🫁

Pneumonia Overview and Pathophysiology

Sep 8, 2025

Overview

This lecture explains pneumonia, its causes, types, diagnostic features, and treatments, focusing on pathophysiology, microbial causes, and clinical classification.

Pneumonia Pathophysiology

  • Pneumonia is a lung infection causing inflammation and fluid in lung tissue, making breathing harder.
  • Air travels via trachea → bronchi → bronchioles → alveoli, where gas exchange occurs.
  • The immune system protects lungs with coughing, mucociliary escalator, and alveolar macrophages.
  • Pathogens overcoming these defenses colonize lung tissue, causing an inflammatory response with fluid and white blood cell influx.

Causes of Pneumonia

  • Most common causes are viruses (e.g., influenza), bacteria (e.g., Streptococcus pneumoniae, Haemophilus influenzae, Staphylococcus aureus), and less commonly fungi and mycobacteria.
  • Atypical pneumonia is caused by organisms like Mycoplasma pneumoniae and Chlamydophila pneumoniae, causing milder or vague symptoms.
  • Fungal causes include Coccidioidomycosis, Histoplasmosis, Blastomycosis (regional), Cryptococcus (widespread), and Pneumocystis jirovecii (immunocompromised).
  • Mycobacterium tuberculosis (TB) is an important slow-growing bacterial cause.

Types of Pneumonia by Acquisition

  • Community-acquired pneumonia: contracted outside hospitals.
  • Hospital-acquired (nosocomial) pneumonia: develops during hospitalization; microbes are often antibiotic-resistant (e.g., MRSA).
  • Ventilator-associated pneumonia: a subset of hospital-acquired, linked to biofilm formation on endotracheal tubes.
  • Aspiration pneumonia: from inhaling food, drink, or gastric contents, often when cough/gag reflexes are impaired.

Types of Pneumonia by Location

  • Bronchopneumonia: infection spread throughout bronchioles and alveoli.
  • Atypical/interstitial pneumonia: infection mainly in interstitium around alveoli.
  • Lobar pneumonia: infection consolidates an entire lobe, commonly from Streptococcus pneumoniae.

Lobar Pneumonia Stages

  • Congestion (1-2 days): fluid fills alveoli and vessels.
  • Red hepatization (3-4 days): airspaces fill with exudate, red blood cells, neutrophils, and fibrin.
  • Gray hepatization (5-7 days): breakdown of red blood cells changes color; lungs remain firm.
  • Resolution (day 8+): exudate is cleared by enzymes, macrophages, or coughing.

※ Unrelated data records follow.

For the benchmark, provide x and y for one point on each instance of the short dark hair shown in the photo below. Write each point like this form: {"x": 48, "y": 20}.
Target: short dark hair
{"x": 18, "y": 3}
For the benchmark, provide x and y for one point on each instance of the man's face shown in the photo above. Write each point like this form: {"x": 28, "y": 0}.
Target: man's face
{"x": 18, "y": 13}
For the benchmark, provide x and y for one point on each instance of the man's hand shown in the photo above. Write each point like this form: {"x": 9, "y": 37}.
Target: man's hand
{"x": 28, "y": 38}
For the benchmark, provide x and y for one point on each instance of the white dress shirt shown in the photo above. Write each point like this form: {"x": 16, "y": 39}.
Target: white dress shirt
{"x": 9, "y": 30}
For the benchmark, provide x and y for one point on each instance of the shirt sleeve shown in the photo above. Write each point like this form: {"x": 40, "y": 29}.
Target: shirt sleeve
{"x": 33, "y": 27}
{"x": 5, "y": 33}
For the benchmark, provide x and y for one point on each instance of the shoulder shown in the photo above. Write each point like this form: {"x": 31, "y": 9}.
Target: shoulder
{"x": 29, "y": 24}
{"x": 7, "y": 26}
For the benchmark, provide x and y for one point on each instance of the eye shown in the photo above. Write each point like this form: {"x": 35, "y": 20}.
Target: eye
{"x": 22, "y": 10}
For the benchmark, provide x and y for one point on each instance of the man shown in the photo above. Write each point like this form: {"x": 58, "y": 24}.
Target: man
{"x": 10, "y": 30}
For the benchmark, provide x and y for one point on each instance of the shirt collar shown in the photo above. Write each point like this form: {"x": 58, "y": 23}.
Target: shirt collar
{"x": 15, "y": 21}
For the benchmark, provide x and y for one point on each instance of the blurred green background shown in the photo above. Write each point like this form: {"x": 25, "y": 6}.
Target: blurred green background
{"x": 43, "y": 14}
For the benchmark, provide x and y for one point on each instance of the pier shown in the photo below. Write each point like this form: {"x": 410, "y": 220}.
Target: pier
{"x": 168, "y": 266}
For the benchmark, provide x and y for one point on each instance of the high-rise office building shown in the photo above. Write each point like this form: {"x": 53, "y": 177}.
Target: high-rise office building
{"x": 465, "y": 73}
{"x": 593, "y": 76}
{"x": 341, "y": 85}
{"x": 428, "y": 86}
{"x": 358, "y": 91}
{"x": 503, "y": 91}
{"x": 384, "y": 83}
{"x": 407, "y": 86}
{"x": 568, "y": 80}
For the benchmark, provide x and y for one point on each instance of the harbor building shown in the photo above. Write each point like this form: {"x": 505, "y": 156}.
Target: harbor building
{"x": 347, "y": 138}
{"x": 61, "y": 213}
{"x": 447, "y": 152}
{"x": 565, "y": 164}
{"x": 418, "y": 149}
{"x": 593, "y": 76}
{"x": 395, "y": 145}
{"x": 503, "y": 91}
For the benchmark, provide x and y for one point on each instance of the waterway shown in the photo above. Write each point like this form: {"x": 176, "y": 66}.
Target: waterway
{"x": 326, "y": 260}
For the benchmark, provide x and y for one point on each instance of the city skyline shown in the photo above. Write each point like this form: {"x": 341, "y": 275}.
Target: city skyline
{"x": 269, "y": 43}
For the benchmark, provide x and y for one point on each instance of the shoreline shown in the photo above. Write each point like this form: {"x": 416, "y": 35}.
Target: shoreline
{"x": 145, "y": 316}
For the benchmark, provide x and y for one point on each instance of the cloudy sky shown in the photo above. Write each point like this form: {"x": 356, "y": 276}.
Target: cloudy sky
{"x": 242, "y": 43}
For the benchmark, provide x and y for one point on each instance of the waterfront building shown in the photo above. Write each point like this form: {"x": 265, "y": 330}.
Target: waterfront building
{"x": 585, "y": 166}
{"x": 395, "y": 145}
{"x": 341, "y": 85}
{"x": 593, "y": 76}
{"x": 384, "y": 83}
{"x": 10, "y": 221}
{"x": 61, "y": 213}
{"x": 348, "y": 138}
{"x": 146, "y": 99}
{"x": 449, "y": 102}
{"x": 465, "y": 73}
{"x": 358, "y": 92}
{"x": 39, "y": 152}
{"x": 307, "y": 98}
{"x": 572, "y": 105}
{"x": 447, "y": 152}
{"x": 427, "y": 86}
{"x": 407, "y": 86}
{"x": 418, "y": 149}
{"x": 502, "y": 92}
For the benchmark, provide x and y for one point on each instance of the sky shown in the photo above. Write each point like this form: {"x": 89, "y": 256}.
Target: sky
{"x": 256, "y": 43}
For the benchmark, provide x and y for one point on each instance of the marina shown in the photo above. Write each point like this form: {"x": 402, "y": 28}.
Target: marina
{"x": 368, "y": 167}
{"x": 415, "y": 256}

Clinical Features and Diagnosis

  • Common symptoms: shortness of breath, chest pain, productive cough, fatigue, and fever.
  • Chest x-ray: bronchopneumonia shows patchy infiltrates, interstitial pneumonia shows reticular opacities, lobar pneumonia is localized.
  • Physical findings: dullness to percussion, increased tactile vocal fremitus, late inspiratory crackles, bronchial breath sounds, bronchophony, and egophony.

Treatment

  • Most cases treated with antibiotics for bacterial causes.
  • Symptomatic relief with cough suppressants and pain medication.

Key Terms & Definitions

  • Alveoli — tiny lung sacs enabling oxygen and carbon dioxide exchange with blood.
  • Mucociliary escalator — airway lining that traps and moves particles out of lungs.
  • Macrophages — immune cells in alveoli that ingest microbes.
  • Community-acquired pneumonia — infection acquired outside healthcare settings.
  • Nosocomial pneumonia — pneumonia developed during hospital stay.
  • MRSA — methicillin-resistant Staphylococcus aureus, an antibiotic-resistant bacteria.
  • Ventilator-associated pneumonia — pneumonia developing in patients on mechanical ventilation.
  • Aspiration pneumonia — pneumonia from inhaled foreign material.
  • Lobar pneumonia — infection consolidates an entire lung lobe.

Action Items / Next Steps

  • Review stages and types of pneumonia.
  • Familiarize with key causative microbes and diagnostic features.
  • Prepare for related exam questions on classification and pathophysiology.